I have installed OpenPBS on a workstation with Ubuntu 20.4.
Everything works fine until I send a job on a queue. The status in the queue is “R” but the time is fixed on 0:00 and nothing seems to happen. If I delete the job, an error file is generated with the following:
Host key verification failed.^M [mpiexec@Precision-7920-Tower] HYDU_sock_write (utils/sock/sock.c:256): write error (Bad file descriptor) [mpiexec@Precision-7920-Tower] HYD_pmcd_pmiserv_send_signal (pm/pmiserv/pmiserv_cb.c:178): unable to write data to ** proxy [mpiexec@Precision-7920-Tower] ui_cmd_cb (pm/pmiserv/pmiserv_pmci.c:77): unable to send signal downstream [mpiexec@Precision-7920-Tower] HYDT_dmxu_poll_wait_for_event (tools/demux/demux_poll.c:77): callback returned error
** status [mpiexec@Precision-7920-Tower] HYD_pmci_wait_for_completion (pm/pmiserv/pmiserv_pmci.c:196): error waiting for even t [mpiexec@Precision-7920-Tower] main (ui/mpich/mpiexec.c:336): process manager error waiting for completion
I found similar posts but noone seems to solve my issue. From what I got it seems the problem is in the hostname defined in /etc/hosts and /etc/pbs.conf.
In my case:
/etc/hosts
As I mentioned before, I tried changing the server name in /etc/hosts to match the one in /etc/pbs.conf
After I put
127.0.1.1 Precision-7920-Tower
in /etc/hosts
I cannot execute any pbs command:
sysadmin@Precision-7920-Tower:~/testMDX/test1$ qstat -q
Connection refused
qstat: cannot connect to server Precision-7920-Tower (errno=15010)

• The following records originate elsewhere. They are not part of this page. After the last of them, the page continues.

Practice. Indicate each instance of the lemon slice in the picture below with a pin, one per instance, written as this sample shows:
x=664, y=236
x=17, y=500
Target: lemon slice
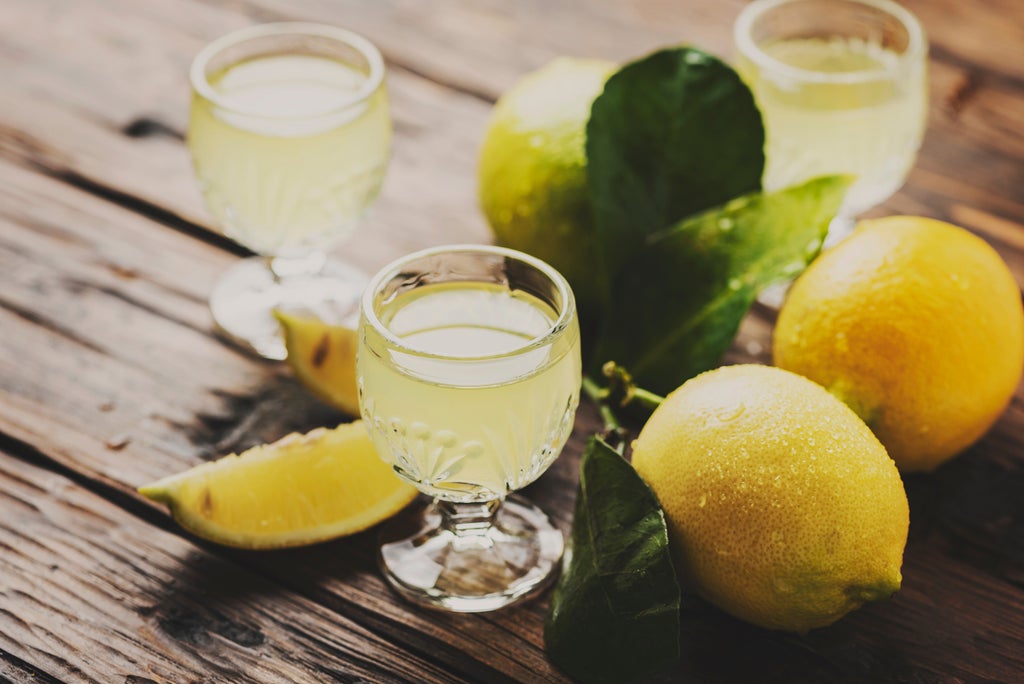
x=299, y=489
x=323, y=357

sysadmin@Precision-7920-Tower:~/testMDX/test1$ qsub opbs.job
Connection refused
qsub: cannot connect to server Precisi (errno=15010)
Take note that these command works perfectly with the mismatched server name.

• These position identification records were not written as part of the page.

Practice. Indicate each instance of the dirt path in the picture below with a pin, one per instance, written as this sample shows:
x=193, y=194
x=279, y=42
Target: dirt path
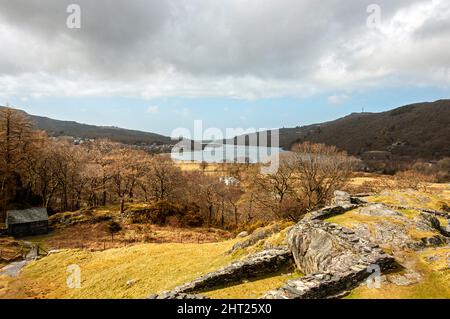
x=14, y=268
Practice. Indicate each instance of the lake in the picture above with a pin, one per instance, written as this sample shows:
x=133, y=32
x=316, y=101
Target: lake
x=228, y=153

I also tried to restart the pbs services but it does not seem to make any difference.
Also:
sysadmin@Precision-7920-Tower:~/testMDX/test1$ /etc/init.d/pbs status
pbs_server is not running
pbs_mom is pid 8278
pbs_sched is not running
pbs_comm is not running
Not sure about the DNS thing, but I found this:
sysadmin@Precision-7920-Tower:~/testMDX/test1$ host Precision-7920-Tower
Precision-7920-Tower has address 10.80.135.53
sysadmin@Precision-7920-Tower:~/testMDX/test1$ host 10.80.135.53
53.135.80.10.in-addr.arpa domain name pointer Precision-7920-Tower.

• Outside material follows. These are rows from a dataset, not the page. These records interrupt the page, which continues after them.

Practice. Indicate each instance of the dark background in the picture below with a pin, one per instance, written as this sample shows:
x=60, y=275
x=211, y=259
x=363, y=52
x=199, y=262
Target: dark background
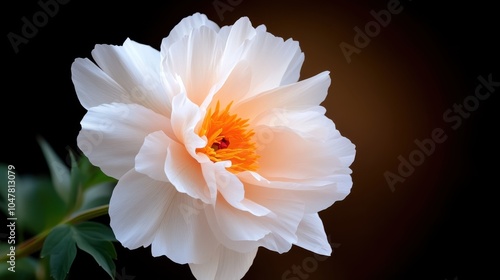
x=437, y=224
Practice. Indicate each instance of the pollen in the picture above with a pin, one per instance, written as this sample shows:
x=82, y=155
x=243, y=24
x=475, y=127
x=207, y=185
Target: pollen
x=229, y=138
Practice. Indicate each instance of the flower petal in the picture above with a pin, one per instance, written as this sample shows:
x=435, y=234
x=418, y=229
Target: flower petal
x=185, y=173
x=315, y=194
x=184, y=235
x=185, y=118
x=152, y=156
x=197, y=67
x=230, y=187
x=136, y=68
x=225, y=265
x=93, y=86
x=312, y=236
x=147, y=212
x=301, y=145
x=273, y=61
x=112, y=135
x=136, y=208
x=185, y=27
x=241, y=230
x=304, y=94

I think I did not source the pbs.conf file earlier so now some of the results are different.
hostname and hostname -A give the same result:
Precision-7920-Tower
sysadmin@Precision-7920-Tower:~/testMDX/test1$ ping $PBS_SERVER
PING Precision-7920-Tower (10.80.135.53) 56(84) bytes of data.
64 bytes from Precision-7920-Tower (10.80.135.53): icmp_seq=1 ttl=64 time=0.030 ms
64 bytes from Precision-7920-Tower (10.80.135.53): icmp_seq=2 ttl=64 time=0.032 ms
64 bytes from Precision-7920-Tower (10.80.135.53): icmp_seq=3 ttl=64 time=0.033 ms
64 bytes from Precision-7920-Tower (10.80.135.53): icmp_seq=4 ttl=64 time=0.032 ms
…
Since apparently now I have the address 10.80.135.53 for the $PBS_SERVER (which is the same address of the workstation - I have to use this with ssh to connect), I changed the /etc/hosts file (I left the previous line 127.0.1.1 as comment):
#The following lines are desirable for IPv6 capable hosts
::1 ip6-localhost ip6-loopback
fe00::0 ip6-localnet
ff00::0 ip6-mcastprefix
ff02::1 ip6-allnodes
ff02::2 ip6-allrouters
So now we have a match between /etc/hosts and /etc/pbs.conf.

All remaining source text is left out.